A lot to unpack there.
* “Doesn’t the belief that space has other intelligent, human-like occupants do away with the entire idea of a supernatural act of creation and thus with the God of the Bible?”
No. Christians could easily claim God told humans “what they needed to know” in the Bible, and did not include details about extraterrestrial civilizations just like he didn’t mention various laws of Chemistry. Christians could cite Galileo, who said: “The Bible tells us how to go to heaven, not how the heavens go” (“the heavens” in this case could be expanded from the planets to include extraterrestrials around other stars). Or, could cite C.S. Lewis as arguing that Christianity doesn’t have any problem with extraterrestrials: “In an essay Lewis wrote in 1958, he argued that the existence of intelligent extraterrestrial life would not necessarily contradict Christian theology. And like Father Funes, Lewis said it was possible that such beings, if they exist, might have fallen from a state of grace and in that case might be redeemed through God’s mercy.” (Link) I’d also be willing to bet that if intelligent life was found elsewhere in the universe, that Dave Hunt would quickly backpedal and declare that extraterrestrials are compatible with Christian theology.

* “The clear implication from Genesis to Revelation is that the creation of Adam and Eve was a unique event, never having occurred before nor would ever occur again, anywhere in the cosmos.”
Not sure how much of a “clear implication” this is.

* “How can any “believer” share in the search for extraterrestrial intelligence when such creatures could not exist except through a creative act of God?”
So, if we ever found extraterrestrials, Dave Hunt would immediately declare “God made ’em!” Problem solved.

* “Yet what the Bible says from Genesis to Revelation reveals that the search for human-like creatures outside of Earth, which is a large part of the space program, of necessity denies the existence of the Creator God in whom all Christians supposedly believe.”
First, “a large part of the space program” is not searching for human-level intelligence in space. NASA is not involved in that at all. At most, NASA is interested in finding microbial life on Mars or Europa. We already know that human-level intelligence doesn’t exist on other planets in our solar system.
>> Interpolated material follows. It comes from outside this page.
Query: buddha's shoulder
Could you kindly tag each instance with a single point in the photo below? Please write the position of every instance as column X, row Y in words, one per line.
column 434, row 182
The only program looking for extraterrestrial intelligence is SETI, and that is not funded by NASA or government dollars at all; it’s funded by donations. Dave Hunt has no idea what he’s talking about if he thinks a large part of NASA’s budget is going to find intelligent life in the universe.

The second problem Hunt raises “for all evolutionists who claim to believe in God” isn’t a question for theistic evolutionists at all. It’s a question for atheist-evolutionists.

2) Moreover, one wonders why there should be any concern for the survival of man or any other species… If we are simply the accidental product of a “big bang,” plus chance, plus a billion years of something called evolution working through “natural selection”, of what importance could man’s brief survival be in the billions of years of evolutionary history? The cosmos doesn’t care, so why should we, a few unimportant creatures unknown to the cosmos, have any concern for our own survival. ( Page 22-23 )

Presumably there is no “grand importance” to humanity’s existence, but I prefer that we continue existing. I like existing. I don’t see the point of arguing that “the cosmos doesn’t care, why should you?” – as if we need something larger than ourselves to care in order to justify our own feelings. To turn the question back around on him, I suppose I could ask, “God doesn’t care whether you eat roast beef or turkey for lunch, therefore, why should you?”, and with that, Dave Hunt would suddenly collapse into indecisiveness and ennui about his lunch choices.

Did natural selection implant that concern [for existence] within us? If so, why?

It’s pretty obvious that natural selection would prefer creatures who cared for their own existence. If you had two groups of creatures: one group who wanted to continue existing, and another group that didn’t care whether they continued existing, I’m pretty sure the first group would survive and reproduce better than the second group. This isn’t a big mystery for atheist-evolutionists.